Pela primeira vez em exposição na galeria Carlos Carvalho, Carlos Noronha Feio apresentará três séries de trabalhos recentes que lhe vão permitir explorar algumas questões como território, raça e fronteira.  "Plant Life of the Pacific World" toma partido dos efeitos visuais das imagens de explosão nuclear convertendo-as em composições que configuram um misto de formas vegetais e florais. Este conjunto de trabalhos segue um tipo de nomenclatura atribuída pelo botânico Americano E. D. Merrill a plantas naturais dos territórios que compreendem as ilhas do Pacífico, e que foi registrado num livro que emprestou o título à serie. Esta explosão de cores e de formas vegetalistas escondem um facto histórico chocante e real que é observado apenas por um olhar mais atento.

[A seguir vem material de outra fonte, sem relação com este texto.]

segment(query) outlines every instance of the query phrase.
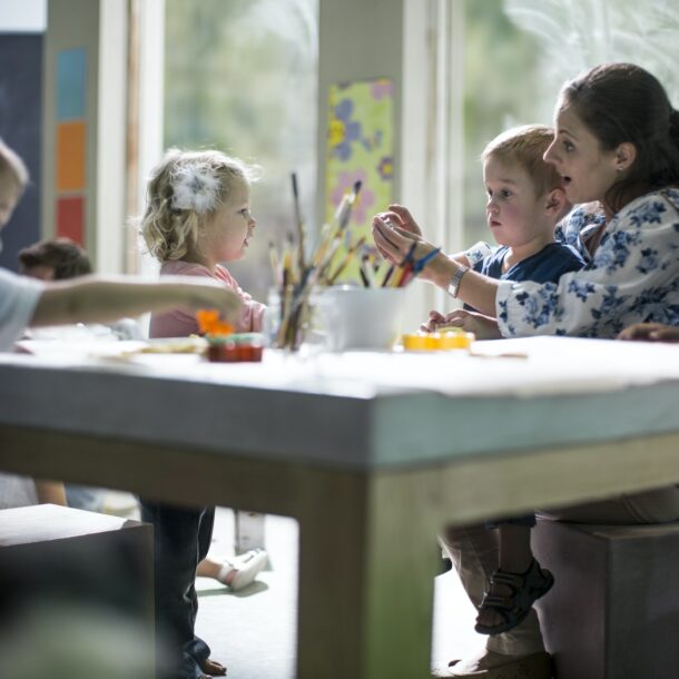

Descobre também uma vontade de mostrar uma relação entre o real e o construído designadamente pela utilização de formas de mascaramento do real que aqui é apresentado de um modo agradável e sedutor. "Native People of the Pacific World" cria duas camadas de contextos diferentes em que a cor, a representação de linhas institucionais e o traço livre são conjugados com imagens de povos "nativos" do Pacífico. A exposição apresenta ainda a instalação de som "Do fundo do mar pacifico não se percebiam as diferenças!" que mostra relação entre as duas primeiras séries.

Poderemos afirmar que um dos pontos comuns a estas três series é uma prática de apropriação de imagens com um forte significado histórico e identitário de modo a construir, com estas e sobre estas, num novo discurso e um novo pensamento.